Quest into the Known Unknown
Perhaps it is true that the Apollo missions and samples do not draw the full picture of the Moon. After all, due to constraints coming from celestial mechanics and the spaceflight operations of the day they could land only near the lunar equator. The Moon, however, is a whole terrestrial body with polar regions, high lands, volcanic domains, and impact basins. While its geology appears to have died down roughly a billion years ago, but on the almost 40 million square kilometres of its surface there is a geologic diversity that has to be understood as a whole.
Because of that in the US there is new scientific interest in the Moon: NASA proposes to establish a gateway station at the far-side Lagrange point of the Earth Moon system. This station will be supplied by the heavy lift launch vehicle SLS (“Space Launch System”) and human crews will reach it using the Orion capsule also currently under development. Europe has a role in this as well, as ESA plans to supply the service module for the Orion vehicle. Launching from the gateway station there is global access to the lunar surface, thus there is no restriction to the equatorial or polar regions. The Lagrange point also offers an anytime-return abort scenarios for astronauts on the lunar surface, so that in case of an emergency crew do not need to wait for the Moon to rotate them into the orbital plane of an orbiting command module.
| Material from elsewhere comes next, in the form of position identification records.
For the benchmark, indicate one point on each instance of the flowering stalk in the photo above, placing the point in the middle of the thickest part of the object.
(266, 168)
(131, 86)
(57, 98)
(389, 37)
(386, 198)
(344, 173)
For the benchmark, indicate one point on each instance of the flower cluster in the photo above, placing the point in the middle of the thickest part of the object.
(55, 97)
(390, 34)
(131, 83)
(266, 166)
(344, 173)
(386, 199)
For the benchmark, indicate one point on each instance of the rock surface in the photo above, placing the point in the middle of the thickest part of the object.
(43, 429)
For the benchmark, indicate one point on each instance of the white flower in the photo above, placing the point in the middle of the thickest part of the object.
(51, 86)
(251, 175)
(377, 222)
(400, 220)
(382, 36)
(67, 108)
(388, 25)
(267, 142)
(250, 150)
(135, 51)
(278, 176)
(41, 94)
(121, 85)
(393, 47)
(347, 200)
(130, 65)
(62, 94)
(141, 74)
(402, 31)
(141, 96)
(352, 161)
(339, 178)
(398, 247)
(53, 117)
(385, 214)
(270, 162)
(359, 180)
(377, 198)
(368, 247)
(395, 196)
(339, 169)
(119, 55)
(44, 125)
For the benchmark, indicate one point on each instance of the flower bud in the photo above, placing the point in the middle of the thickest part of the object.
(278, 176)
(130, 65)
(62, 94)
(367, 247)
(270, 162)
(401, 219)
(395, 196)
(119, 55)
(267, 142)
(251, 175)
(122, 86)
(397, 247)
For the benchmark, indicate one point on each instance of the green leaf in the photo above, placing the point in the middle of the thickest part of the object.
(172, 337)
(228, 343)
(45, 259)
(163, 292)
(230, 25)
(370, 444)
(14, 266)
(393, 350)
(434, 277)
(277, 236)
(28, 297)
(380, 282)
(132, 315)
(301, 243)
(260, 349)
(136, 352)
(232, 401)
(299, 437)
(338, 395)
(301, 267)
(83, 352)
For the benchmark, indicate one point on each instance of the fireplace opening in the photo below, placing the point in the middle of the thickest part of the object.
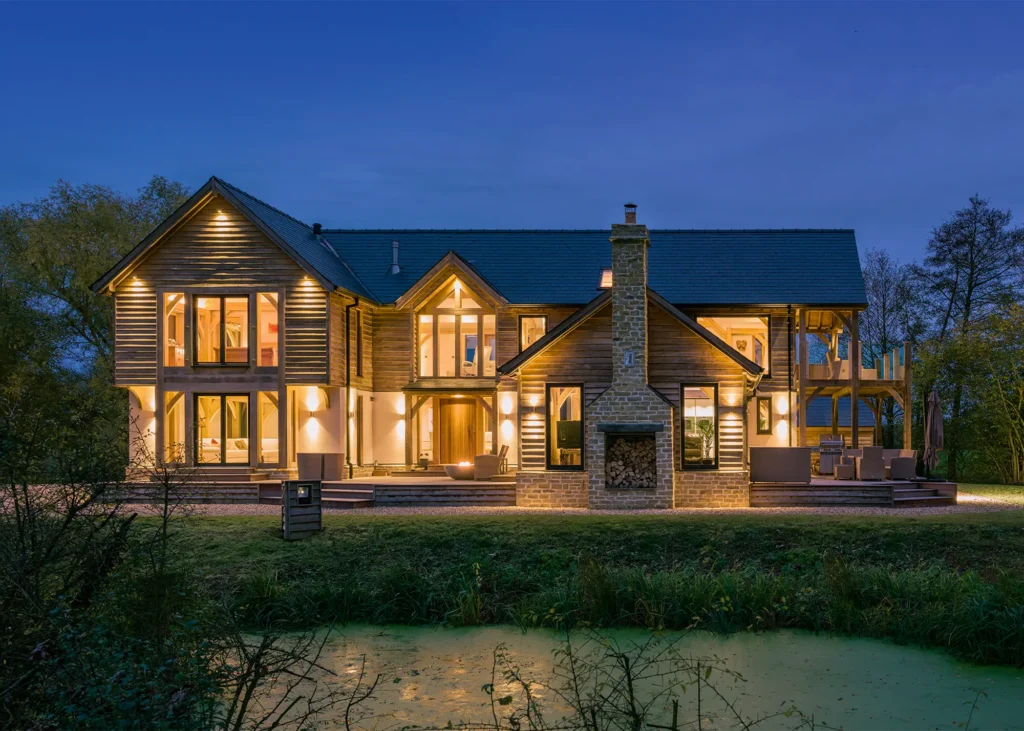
(630, 461)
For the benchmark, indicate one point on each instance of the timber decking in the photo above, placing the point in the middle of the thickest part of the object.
(852, 493)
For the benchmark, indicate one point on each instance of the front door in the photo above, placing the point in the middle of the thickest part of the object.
(458, 430)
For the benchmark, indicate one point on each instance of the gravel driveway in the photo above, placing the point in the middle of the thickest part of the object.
(967, 503)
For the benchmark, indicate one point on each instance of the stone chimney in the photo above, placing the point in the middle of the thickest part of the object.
(629, 301)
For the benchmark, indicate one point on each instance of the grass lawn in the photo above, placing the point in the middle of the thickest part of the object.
(953, 581)
(1008, 493)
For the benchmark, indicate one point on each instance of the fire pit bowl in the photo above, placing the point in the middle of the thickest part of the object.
(462, 471)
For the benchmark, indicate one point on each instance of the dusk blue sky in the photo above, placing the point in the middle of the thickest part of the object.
(880, 117)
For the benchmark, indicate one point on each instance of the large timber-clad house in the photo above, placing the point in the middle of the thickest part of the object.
(620, 367)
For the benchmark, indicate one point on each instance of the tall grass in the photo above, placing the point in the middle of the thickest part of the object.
(976, 619)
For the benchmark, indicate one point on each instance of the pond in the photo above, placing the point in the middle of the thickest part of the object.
(431, 677)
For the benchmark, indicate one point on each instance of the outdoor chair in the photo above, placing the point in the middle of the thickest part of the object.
(485, 466)
(780, 464)
(870, 466)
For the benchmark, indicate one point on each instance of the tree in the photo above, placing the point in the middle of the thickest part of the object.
(892, 317)
(60, 244)
(972, 268)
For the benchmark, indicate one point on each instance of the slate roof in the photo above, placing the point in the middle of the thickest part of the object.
(819, 413)
(300, 237)
(687, 267)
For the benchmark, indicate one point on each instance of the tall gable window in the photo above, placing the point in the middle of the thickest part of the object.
(174, 329)
(748, 335)
(266, 313)
(221, 328)
(456, 335)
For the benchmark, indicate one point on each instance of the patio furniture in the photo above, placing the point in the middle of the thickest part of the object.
(780, 464)
(900, 464)
(845, 471)
(486, 466)
(870, 466)
(460, 472)
(322, 465)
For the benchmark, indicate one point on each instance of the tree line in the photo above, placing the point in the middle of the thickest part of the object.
(961, 308)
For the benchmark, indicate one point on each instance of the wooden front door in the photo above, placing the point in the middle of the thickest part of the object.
(458, 430)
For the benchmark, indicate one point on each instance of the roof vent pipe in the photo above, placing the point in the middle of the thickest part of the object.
(394, 258)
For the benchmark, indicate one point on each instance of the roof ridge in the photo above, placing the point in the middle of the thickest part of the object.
(584, 230)
(262, 203)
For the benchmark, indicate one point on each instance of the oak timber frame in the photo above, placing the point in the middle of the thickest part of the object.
(895, 380)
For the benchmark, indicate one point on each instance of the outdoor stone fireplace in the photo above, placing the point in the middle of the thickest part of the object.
(629, 427)
(630, 458)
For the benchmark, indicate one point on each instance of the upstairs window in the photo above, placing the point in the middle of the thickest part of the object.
(748, 335)
(267, 318)
(531, 329)
(221, 327)
(174, 329)
(456, 335)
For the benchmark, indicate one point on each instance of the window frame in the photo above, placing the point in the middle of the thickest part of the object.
(757, 416)
(198, 440)
(682, 424)
(530, 316)
(768, 371)
(223, 327)
(547, 429)
(431, 308)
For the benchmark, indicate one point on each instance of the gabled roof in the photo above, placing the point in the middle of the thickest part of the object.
(595, 305)
(451, 261)
(687, 267)
(313, 255)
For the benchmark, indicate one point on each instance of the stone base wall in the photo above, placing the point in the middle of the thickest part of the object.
(713, 488)
(551, 489)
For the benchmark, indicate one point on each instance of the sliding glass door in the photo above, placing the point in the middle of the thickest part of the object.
(222, 429)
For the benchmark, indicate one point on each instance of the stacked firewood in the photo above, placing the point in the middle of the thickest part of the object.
(631, 463)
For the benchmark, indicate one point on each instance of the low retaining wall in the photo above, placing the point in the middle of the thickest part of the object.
(551, 489)
(712, 488)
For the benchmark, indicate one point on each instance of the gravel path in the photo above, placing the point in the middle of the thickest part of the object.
(967, 503)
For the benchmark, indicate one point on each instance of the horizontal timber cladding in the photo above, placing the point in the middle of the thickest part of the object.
(337, 337)
(391, 349)
(582, 356)
(676, 355)
(305, 333)
(219, 249)
(135, 334)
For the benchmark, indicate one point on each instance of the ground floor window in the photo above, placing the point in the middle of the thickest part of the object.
(222, 429)
(764, 415)
(174, 427)
(268, 425)
(699, 403)
(564, 427)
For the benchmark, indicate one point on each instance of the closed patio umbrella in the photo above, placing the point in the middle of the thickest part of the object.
(933, 430)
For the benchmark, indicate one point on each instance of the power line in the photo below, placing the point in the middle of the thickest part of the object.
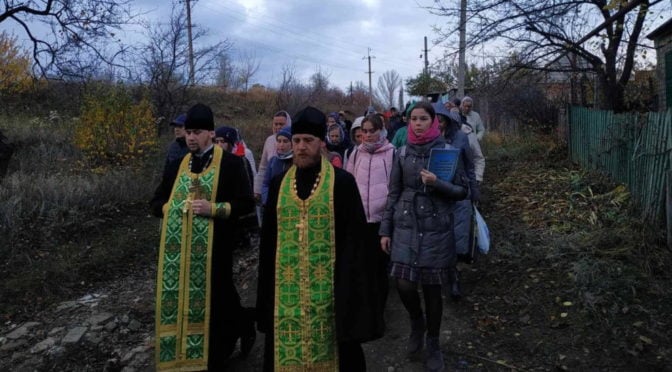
(277, 27)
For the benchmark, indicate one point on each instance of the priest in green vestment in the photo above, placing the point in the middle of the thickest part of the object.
(316, 294)
(199, 317)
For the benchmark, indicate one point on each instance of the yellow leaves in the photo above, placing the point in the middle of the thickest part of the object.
(113, 129)
(15, 75)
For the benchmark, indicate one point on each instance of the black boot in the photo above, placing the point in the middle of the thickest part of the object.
(455, 287)
(434, 359)
(417, 337)
(249, 333)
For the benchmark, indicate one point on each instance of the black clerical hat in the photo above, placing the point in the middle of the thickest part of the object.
(310, 121)
(199, 116)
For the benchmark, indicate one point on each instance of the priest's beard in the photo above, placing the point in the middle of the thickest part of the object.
(306, 161)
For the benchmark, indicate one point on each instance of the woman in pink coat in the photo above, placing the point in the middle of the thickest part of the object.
(371, 164)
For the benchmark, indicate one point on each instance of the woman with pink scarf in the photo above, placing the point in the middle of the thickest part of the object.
(417, 231)
(371, 164)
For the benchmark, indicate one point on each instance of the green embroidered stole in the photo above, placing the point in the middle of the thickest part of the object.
(184, 271)
(304, 318)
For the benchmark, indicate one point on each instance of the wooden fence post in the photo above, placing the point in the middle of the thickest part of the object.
(668, 208)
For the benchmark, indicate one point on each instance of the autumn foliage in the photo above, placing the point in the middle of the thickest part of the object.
(113, 128)
(15, 76)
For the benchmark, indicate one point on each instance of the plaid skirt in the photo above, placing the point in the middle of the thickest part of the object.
(421, 275)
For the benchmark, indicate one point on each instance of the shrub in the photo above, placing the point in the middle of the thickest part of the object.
(113, 129)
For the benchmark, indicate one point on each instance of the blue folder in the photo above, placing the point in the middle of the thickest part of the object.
(443, 163)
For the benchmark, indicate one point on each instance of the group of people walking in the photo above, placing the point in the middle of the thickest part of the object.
(340, 218)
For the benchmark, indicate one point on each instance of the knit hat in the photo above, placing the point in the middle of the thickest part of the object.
(199, 116)
(230, 135)
(356, 124)
(179, 121)
(310, 121)
(285, 131)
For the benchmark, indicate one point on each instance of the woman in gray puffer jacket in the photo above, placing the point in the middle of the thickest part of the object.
(417, 230)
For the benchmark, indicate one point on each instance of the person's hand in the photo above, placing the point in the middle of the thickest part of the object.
(428, 178)
(201, 207)
(385, 243)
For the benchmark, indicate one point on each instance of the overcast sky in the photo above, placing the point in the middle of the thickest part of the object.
(333, 36)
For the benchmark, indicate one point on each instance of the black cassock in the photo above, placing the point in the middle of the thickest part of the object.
(358, 317)
(228, 319)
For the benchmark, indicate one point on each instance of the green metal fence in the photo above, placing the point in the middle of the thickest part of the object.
(632, 148)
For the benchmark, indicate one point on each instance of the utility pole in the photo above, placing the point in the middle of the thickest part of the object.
(191, 46)
(426, 59)
(462, 65)
(426, 69)
(369, 56)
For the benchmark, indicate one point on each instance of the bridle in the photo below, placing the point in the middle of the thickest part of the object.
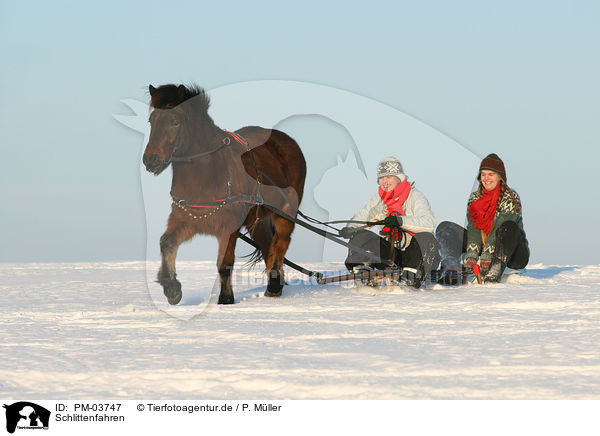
(187, 159)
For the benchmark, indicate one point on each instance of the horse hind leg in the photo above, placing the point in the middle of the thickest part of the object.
(279, 245)
(225, 262)
(170, 241)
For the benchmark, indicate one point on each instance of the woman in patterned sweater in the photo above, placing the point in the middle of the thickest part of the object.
(494, 236)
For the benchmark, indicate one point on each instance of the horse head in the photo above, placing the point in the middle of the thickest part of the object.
(170, 123)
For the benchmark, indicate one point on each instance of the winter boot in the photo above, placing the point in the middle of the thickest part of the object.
(495, 272)
(450, 237)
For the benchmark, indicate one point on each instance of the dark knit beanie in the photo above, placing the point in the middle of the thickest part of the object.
(494, 163)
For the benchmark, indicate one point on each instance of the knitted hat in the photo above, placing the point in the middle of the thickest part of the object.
(494, 163)
(390, 166)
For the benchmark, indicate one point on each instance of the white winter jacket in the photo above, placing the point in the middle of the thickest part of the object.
(419, 217)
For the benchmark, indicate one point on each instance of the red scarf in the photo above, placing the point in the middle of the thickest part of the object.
(394, 200)
(483, 210)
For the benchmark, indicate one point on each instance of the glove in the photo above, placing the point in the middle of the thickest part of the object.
(346, 232)
(469, 265)
(392, 221)
(485, 266)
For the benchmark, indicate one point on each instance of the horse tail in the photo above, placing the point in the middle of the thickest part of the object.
(262, 233)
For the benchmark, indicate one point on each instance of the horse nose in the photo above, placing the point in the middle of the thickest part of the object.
(151, 160)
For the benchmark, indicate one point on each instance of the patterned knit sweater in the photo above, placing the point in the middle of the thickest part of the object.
(508, 209)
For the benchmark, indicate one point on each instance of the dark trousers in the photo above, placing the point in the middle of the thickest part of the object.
(421, 254)
(511, 245)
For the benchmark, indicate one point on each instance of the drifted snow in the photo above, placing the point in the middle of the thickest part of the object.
(92, 330)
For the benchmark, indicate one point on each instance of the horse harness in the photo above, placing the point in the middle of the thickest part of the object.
(257, 200)
(229, 199)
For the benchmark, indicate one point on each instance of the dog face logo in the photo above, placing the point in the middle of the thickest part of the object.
(26, 415)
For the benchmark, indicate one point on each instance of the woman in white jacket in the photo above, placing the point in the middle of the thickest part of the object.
(398, 205)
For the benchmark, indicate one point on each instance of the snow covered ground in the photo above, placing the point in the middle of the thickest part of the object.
(92, 330)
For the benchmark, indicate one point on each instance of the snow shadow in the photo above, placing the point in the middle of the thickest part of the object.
(547, 272)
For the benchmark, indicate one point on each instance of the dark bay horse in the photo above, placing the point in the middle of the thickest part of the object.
(221, 182)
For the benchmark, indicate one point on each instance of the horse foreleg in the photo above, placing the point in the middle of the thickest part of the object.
(169, 244)
(225, 265)
(279, 245)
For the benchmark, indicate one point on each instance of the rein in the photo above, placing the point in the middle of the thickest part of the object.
(189, 159)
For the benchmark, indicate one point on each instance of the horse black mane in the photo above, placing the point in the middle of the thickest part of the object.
(169, 96)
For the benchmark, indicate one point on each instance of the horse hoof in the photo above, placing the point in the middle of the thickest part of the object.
(173, 292)
(273, 294)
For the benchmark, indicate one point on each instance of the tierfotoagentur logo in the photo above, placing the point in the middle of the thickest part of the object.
(342, 136)
(26, 416)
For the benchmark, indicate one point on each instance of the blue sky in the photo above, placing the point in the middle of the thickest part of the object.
(515, 78)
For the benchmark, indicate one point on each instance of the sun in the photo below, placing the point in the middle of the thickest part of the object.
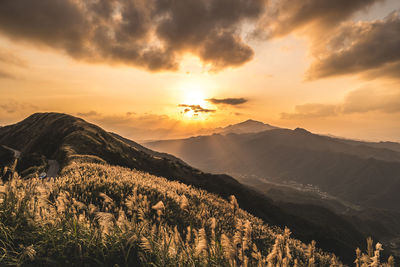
(194, 96)
(194, 104)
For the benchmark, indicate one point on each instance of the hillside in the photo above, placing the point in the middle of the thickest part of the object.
(68, 139)
(364, 175)
(248, 126)
(102, 215)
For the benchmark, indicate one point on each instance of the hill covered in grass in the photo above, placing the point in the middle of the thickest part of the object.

A proposal by ESA called “Lunar Lander” to also develop knowledge for the logistics towards the lunar surface has unfortunately been rejected in the ESA ministerial in Naples in November 2012. This means at least a serious delay.
Whatever the path will be lunar exploration will take in the coming years – the Moon remains a piece of little explored real estate in our back yard – a celestial body on the fractured surface of which the history of the solar system is engraved. The Moon is for the history of the Earth what Troy was for the history of the ancient world: we only miss a new Heinrich Schliemann.